Elaine, congratulations on your first feature film with Spirit Untamed. I know you’ve worked primarily in television as a director, how was it taking on a full-length film? Can you ever be too prepared?
No (laughs), I think the experience I had throughout all my years in television were definitely invaluable regarding feature directing up to this point. It was scary to think of when approaching this film, but there’s a twist inside of me that can’t say no to an opportunity. I had to jump in, plus I’ve also been an equestrian since I was 9 years old, and this was the first project that came around that had horses in it, so I couldn’t pass that opportunity up. It was the perfect way to utilise all that juicy life experience and that deeper understanding of what it means to have that horse-human bond.
Had you been circling many film projects prior to Spirit Untamed?
It’s really funny and strange how the timing worked out. It was literally within weeks of me deciding it was time for a change, to head back to feature (films) that this project came up on the table. There were a couple of others at the time, but this one really spoke to me because of the cast of characters being centred around a really strong group of kick-butt, young women just being heroes. It felt really personal.
Is it true that this is a sequel to 2002’s Spirit?
It’s not what I would call a sequel to either the first film or the TV series. Making the film we thought of it more as a standalone, next iteration, or a Spirit for the new generation. Even our horse in this movie isn’t the same horse that existed in the first film. The TV series kind of transformed him into the original Spirit’s grandson, so he’s of the same lineage, just of a new generation.
How did you start in animation?
Oh yeah, well…”When I was four…” (laughs), no, I remember just drawing and writing little stories, and just watching anything animated since I can remember. I grew up in an artistic family. My father is an artist, my brother is actually an animator, so it was always in-house. I was always encouraged and very supported so I started taking art classes pretty young, and then went on to college courses that centred around film, art, photography, writing…and then eventually I ended up in college for 2D classical animation. From there is how I got invited into a program to be a storyboard artist for Dreamworks, and I’ve never left.
Given the fact you have 2D animated experience, was there ever the discussion of making this film more traditionally animated?

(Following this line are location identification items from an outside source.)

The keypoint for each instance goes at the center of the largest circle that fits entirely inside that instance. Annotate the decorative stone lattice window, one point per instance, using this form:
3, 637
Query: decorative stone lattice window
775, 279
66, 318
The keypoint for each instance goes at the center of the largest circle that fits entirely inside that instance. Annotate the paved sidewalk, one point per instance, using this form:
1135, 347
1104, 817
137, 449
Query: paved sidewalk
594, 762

I think at this time for Dreamworks it wasn’t something they necessarily thought a lot about going back to. The industry right now is one that is really quickly evolving, constantly changing, and bringing in new technology and ways of doing things. I think every new project becomes an iteration of whatever technology is around. It’s kind of fascinating in that way.

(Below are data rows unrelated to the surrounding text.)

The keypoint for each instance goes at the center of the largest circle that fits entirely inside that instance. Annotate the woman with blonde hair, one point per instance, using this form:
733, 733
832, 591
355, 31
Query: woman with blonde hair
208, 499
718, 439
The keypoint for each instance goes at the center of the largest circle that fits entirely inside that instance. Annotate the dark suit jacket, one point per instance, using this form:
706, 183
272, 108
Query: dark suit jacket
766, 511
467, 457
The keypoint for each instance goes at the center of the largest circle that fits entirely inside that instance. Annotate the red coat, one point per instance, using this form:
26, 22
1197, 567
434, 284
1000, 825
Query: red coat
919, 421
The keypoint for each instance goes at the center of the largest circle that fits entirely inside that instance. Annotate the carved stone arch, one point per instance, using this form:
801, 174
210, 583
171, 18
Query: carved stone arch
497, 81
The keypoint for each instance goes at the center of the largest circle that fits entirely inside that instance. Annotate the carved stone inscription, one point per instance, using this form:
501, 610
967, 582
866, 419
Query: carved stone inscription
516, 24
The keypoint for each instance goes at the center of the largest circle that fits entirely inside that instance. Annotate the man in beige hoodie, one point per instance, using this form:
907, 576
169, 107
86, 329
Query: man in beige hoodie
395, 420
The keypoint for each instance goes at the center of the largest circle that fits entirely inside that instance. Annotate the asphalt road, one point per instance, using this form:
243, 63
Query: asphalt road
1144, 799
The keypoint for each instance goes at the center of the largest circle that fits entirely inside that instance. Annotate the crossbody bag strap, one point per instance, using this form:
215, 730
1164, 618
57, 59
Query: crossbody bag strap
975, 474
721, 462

There’s such an amazing voice cast here (Jake Gyllenhaal, Julianne Moore, Walton Goggins, Isabela Merced), how long ago was that done? It always fascinates me how lengthy a process animated films are.

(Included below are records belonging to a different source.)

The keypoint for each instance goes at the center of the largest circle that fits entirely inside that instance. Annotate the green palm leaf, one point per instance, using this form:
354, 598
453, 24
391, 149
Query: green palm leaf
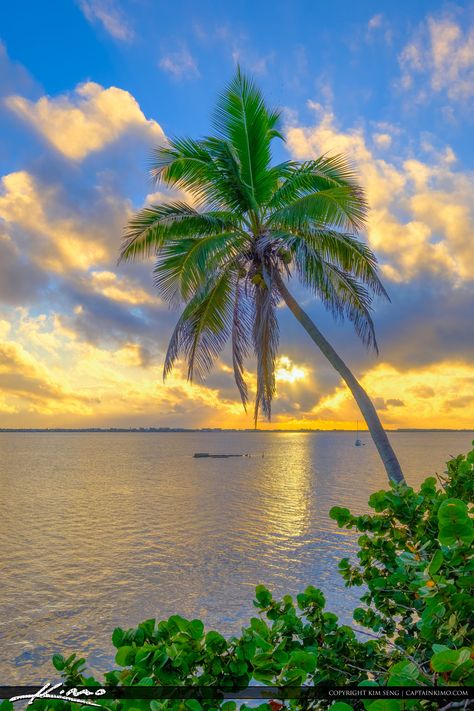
204, 327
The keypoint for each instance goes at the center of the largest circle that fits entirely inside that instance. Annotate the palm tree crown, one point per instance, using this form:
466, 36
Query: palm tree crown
252, 224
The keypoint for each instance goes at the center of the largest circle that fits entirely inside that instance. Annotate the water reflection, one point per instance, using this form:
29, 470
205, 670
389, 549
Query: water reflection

It feels like 10 years, but in all honesty our project was only allowed 2 years in relation to a lot of other animated films, which are usually anywhere between 3 and 5 years. We were on a pretty tight schedule, but we did bring our actors in about a year ago. Working with them throughout the process was really cool because it meant they were allowed a lot of input and ideas to add to their characters. Some animated films don’t get that feedback from the actors.
Are you there for the recording process?
Yes. In a normal situation we’d be there right with them, but because of lockdown we’d be doing it over Skype calls and watching the actor in their environment, giving them feedback over video call.
Will film be a primary focus now or will you work between film and television?
It’s so hard to imagine what’s going to be going on with the world and my life in general. Right now, we’re just neck-deep in finishing Spirit. But one of the coolest parts about animation is the medium itself is evolving into whatever format you want. It could be a feature, it could be a series, it could be a mini series, it could be a short…there’s so many avenues to go down now. Long story short, i’m not sure.
Is there a particular process that you go through personally when looking at what projects you want to do?
Absolutely. When looking at a potential new project I comb through it to find as many themes or storylines or characters that I can deeply relate to on some level. Can I put myself in that story and think “That feels real to me”, or connect to this character because I know someone like that in real life. For me, it’s drawing on that experience and creating something that feels believable for the audience.
Here in Australia we are so lucky that cinemas have been open for as long as they have, and I know that over there (in the United States) the plan is for a cinema release. Has there ever been any discussion about it going to streaming?
Big studios like Dreamworks are always prepared. I feel like they probably have a million discussions going on behind closed doors. But, for now, the plan is to definitely release it in theatres, and hopefully that happens at a time, everywhere, that people are excited to get back out there and get back to normal. Hopefully this movie is seen as a bright, uplifting adventure that makes people want to go out and have adventures of their own.
Spirit Untamed is expected in cinemas from May 2021.